Les engagements s’enchaînent alors : une nouvelle Butterfly, à Monte-Carlo, une Vitellia (La clemenza di Tito), en tournée européenne avec Cecilia Bartoli, une Alice Ford (Falstaff), à Nice, Blanche de la Force (Dialogues des Carmélites), à Liège, etc. Il n’aura ainsi fallu que l’audace d’un directeur de théâtre, pour que sa carrière prenne corps. Et que la profession l’adoube également, en la désignant « Révélation Artiste Lyrique », en 2023, aux Victoires de la Musique Classique.
Si elle peut enfin se réjouir de sa situation, Alexandra Marcellier n’en garde pas moins la tête sur les épaules.

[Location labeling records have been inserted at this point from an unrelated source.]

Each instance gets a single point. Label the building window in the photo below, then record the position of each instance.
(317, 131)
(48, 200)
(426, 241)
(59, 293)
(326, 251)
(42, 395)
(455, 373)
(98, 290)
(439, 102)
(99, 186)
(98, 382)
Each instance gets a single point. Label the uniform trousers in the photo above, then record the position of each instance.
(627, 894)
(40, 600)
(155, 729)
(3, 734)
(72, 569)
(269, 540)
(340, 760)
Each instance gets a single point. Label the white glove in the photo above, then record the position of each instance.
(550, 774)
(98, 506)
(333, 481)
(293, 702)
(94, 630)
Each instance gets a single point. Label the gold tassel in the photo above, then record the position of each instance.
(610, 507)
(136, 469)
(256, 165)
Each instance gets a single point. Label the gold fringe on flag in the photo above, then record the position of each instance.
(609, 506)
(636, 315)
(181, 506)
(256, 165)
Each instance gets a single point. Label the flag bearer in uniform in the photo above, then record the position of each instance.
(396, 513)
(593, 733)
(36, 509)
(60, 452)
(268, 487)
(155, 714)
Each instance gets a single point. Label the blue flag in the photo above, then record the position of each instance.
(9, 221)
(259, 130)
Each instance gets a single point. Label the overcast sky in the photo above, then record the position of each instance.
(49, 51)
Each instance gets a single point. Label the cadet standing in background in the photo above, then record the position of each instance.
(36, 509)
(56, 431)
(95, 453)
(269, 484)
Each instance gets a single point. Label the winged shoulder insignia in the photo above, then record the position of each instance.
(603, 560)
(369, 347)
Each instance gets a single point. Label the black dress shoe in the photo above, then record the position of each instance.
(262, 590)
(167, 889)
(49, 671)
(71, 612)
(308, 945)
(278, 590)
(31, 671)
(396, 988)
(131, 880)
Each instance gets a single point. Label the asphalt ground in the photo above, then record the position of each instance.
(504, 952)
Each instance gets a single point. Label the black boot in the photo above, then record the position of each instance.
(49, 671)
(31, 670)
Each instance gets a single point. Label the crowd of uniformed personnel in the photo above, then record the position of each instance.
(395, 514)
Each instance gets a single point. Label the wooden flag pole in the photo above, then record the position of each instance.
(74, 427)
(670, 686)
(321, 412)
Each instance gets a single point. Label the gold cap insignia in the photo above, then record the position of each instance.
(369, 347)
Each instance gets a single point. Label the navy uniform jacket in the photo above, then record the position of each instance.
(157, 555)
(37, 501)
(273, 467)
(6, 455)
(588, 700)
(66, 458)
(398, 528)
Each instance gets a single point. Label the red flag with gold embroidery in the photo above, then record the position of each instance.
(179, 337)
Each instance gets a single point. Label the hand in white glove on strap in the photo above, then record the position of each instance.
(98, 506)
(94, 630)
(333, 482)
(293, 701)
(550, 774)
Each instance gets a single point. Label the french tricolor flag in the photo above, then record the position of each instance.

Sachant que rien n’est jamais gagné, elle entretient un rapport très sain à son métier, qu’elle considère comme un travail classique. « Quand je rentre chez moi, je mets mon pyjama, mes Scholl et je regarde une série sur Netflix », souligne-t-elle avec humour. Cela ne l’empêche pas de souhaiter aborder d’autres personnages de Puccini (Tosca, Mimi dans La Bohème, Manon Lescaut), mais aussi de Richard Strauss (Salome, la Maréchale dans Der Rosenkavalier) et de Mozart (Elettra dans Idomeneo, Donna Elvira dans Don Giovanni, Fiordiligi dans Cosi fan tutte).
À 30 ans, Alexandra Marcellier voit les portes s’ouvrir, et elle aimerait pouvoir aider d’autres jeunes chanteurs qui, comme elle, n’ont pas suivi la voie royale des conservatoires nationaux et des académies. Elle voudrait montrer que l’on peut être « une provinciale », comme elle se qualifie, et réussir, malgré tout, à vivre de sa passion.